Graphing a Derivative Function Instructor: Christine Breiner View the complete course: ocw.mit.edu/18-01SCF10 License: Creative Commons BY-NC-SA More information at ocw.mit.edu/terms More courses at ocw.mit.edu
Thanks a lot Madam, I am watching your videos daily and I am proud to say that you put me in time machine and shifted to my first year degree Calculus class in college. My lecturer was also very good in conveying the message, but at that time it was a bit difficult for me to grasp the concept initially but later picked up with confidence. But now it is like standing under a shower of information and I enjoyed soaking to the core. Thanks again Follower from Tamilnadu India
all i can say is that ive been struggling with this for more than 2 lectures, but somehow in 12 minutes of listening to you,i completely understand it! THANK YOU SO MUCH!
Thank you, this is very helpful, but it looks like at the beginning and the end the slope is fairly constant as the line seems pretty straight. I think the beginning and end of the graph of f'(x) should be closer to flat.
Can you demonstrate how to graph the derivatives when there are removable discontinuity (holes in f(x) graph) and non-differentiables (cusp or sharp corner with f(x) graph), maybe using the same graph?
Great video! Only 2 issues I had were: 1) The ends of the graph look like straight lines or constant slope tangents so the derivatives should have actually been closer to constant than continuously increasing/decreasing. 2) The part in the middle actually doesn't make sense to me as a continuously decreasing curve. If it is continuously decreasing then how is there a point where the tangent is zero?

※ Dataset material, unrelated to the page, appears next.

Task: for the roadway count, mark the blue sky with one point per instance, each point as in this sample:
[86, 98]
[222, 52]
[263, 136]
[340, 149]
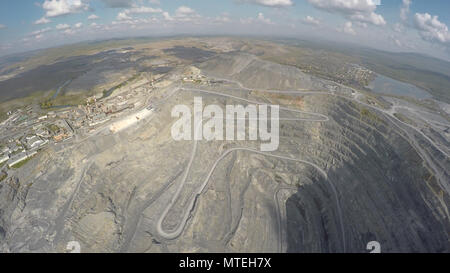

I wish that my math professors in college would have been this explanatory.. I'm serious!! A couple of them went furiously fast because they were either fast talkers or they were full-time at another University and part-time where I was attending college AND OUR CLASS DIDN'T START UNTIL 6:00 P.M. AND WE WERE THERE UNTIL 9:30 SO HE WAS READY TO GO HOME!! ONE OF MY MATH TEACHERS MISSED ONE WEEK BECAUSE HE HAD A DEATH IN THE FAMILY AND THE NEXT WEEK BECAUSE HIS NECK HURT. IT WAS AT THE VERY END OF THE TERM AND OUR CLASS WAS TWO AND A HALF WEEKS BEHIND. WE CAME INTO CLASS AND HAD TO TEST AND THEN THE LAST WEEK AND A HALF OF CLASS RUSHED THROUGH EVERYTHING THAT WE MISSED FOR 2 WEEKS. IT WAS A MESS! WE TOOK OUR FINAL FIVE DAYS AWAY AND IT STILL DIDN'T HELP. I HAD 96.5 BEFORE HE WAS OUT AND THEN AFTER I GOT A 75 ON MY FINAL AND A 70 ON ANOTHER TEST; THE NEXT TWO CHAPTERS WE FLEW THROUGH IN A WEEK THAT HAPPENED TO BE THE MOST DIFFICULT, I ENDED UP WITH AN 89.5. I'M JOKINGLY ASKED HIM IF HE GAVE ANY EXTRA CREDIT OR I COULD WORK ON IT HE TOLD ME "NO". I'M GETTING READY TO GO BACK TO COLLEGE AND FINISH TWO YEARS OF COLLEGE TO BE A MATH TEACHER.. I'VE ALWAYS LOVED MATH. IN GRADE SCHOOL I HAD ALL EXCELLENT MATH TEACHERS EXCEPT FOR ONE, WHO WAS BORING. SHE HAPPENED TO BE MY GEOMETRY TEACHER. ALL OF MY OTHERS WERE GREAT AND I LOVED MATH. THE INSTRUCTORS HELP SO MUCH!!
But this is verging on bollocks! F'(x), the slope of the f(x), to the left is almost constant until it nears the first stationary point, and so f'(x) should be almost horizontal until it nears the first stationary point, and it is nothing like horizontal, it is over 45 degree slope upwards!. The same problem occurs on her depiction of the derivative on the right side of the graph. And the question at the end was almost meaningless.
Great video, however just be careful about how long the gradient being = 0 lasts for. Her graph is technically wrong as there should be a break in the middle of the 'w' as the gradient stays 0 for a while. But in terms of teaching this, fantastic.